True, the “irritating little man” with the “ratlike face” (Timothy Garton Ash) had called for an independent investigation, but that could only have been because of sanctions from the one country courageous enough to impose them, the United States, while Europeans had cowered in fear.
On CNN, former U.S. Ambassador to Ukraine William Taylor assured the world that the irritating little man “is clearly responsible…for the shoot down of this airliner.” For weeks, lead stories reported on the anguish of the families, the lives of the murdered victims, the international efforts to claim the bodies, the fury over the horrific crime that “stunned the world,” as the press reported daily in grisly detail.
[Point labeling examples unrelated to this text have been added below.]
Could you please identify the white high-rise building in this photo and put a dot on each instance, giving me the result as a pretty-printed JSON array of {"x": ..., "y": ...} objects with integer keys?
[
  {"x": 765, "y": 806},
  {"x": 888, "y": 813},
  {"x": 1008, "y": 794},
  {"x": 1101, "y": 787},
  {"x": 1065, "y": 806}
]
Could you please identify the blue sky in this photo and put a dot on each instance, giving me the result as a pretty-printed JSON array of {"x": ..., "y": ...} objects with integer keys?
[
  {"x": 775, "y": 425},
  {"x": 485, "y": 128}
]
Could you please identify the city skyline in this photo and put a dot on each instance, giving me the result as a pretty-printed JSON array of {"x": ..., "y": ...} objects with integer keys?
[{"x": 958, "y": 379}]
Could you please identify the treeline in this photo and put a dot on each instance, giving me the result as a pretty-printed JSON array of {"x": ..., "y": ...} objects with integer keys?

Every literate person, and certainly every editor and commentator, instantly recalled another case when a plane was shot down with comparable loss of life: Iran Air 655 with 290 killed, including 66 children, shot down in Iranian airspace in a clearly identified commercial air route. The crime was not carried out “with U.S. support,” nor has its agent ever been uncertain. It was the guided-missile cruiser USS Vincennes, operating in Iranian waters in the Persian Gulf.
The commander of a nearby U.S. vessel, David Carlson, wrote in the U.S. Naval Proceedings that he “wondered aloud in disbelief” as “’The Vincennes announced her intentions” to attack what was clearly a civilian aircraft. He speculated that “Robo Cruiser,” as the Vincennes was called because of its aggressive behavior, “felt a need to prove the viability of Aegis (the sophisticated anti-aircraft system on the cruiser) in the Persian Gulf, and that they hankered for the opportunity to show their stuff.”
Two years later, the commander of the Vincennes and the officer in charge of anti-air warfare were given the Legion of Merit award for “exceptionally meritorious conduct in the performance of outstanding service” and for the “calm and professional atmosphere” during the period of the destruction of the Iranian Airbus, which was not mentioned in the award.
President Reagan blamed the Iranians and defended the actions of the warship, which “followed standing orders and widely publicized procedures, firing to protect itself against possible attack.” His successor, Bush I, proclaimed that “I will never apologize for the United States — I don’t care what the facts are… I’m not an apologize-for-America kind of guy.”
No evasions of responsibility here, unlike the barbarians in the East.
There was little reaction at the time: no outrage, no desperate search for victims, no passionate denunciations of those responsible, no eloquent laments by the US Ambassador to the UN about the “immense and heart-wrenching loss” when the airliner was downed. Iranian condemnations were occasionally noted, but dismissed as “boilerplate attacks on the United States” (Philip Shenon, New York Times).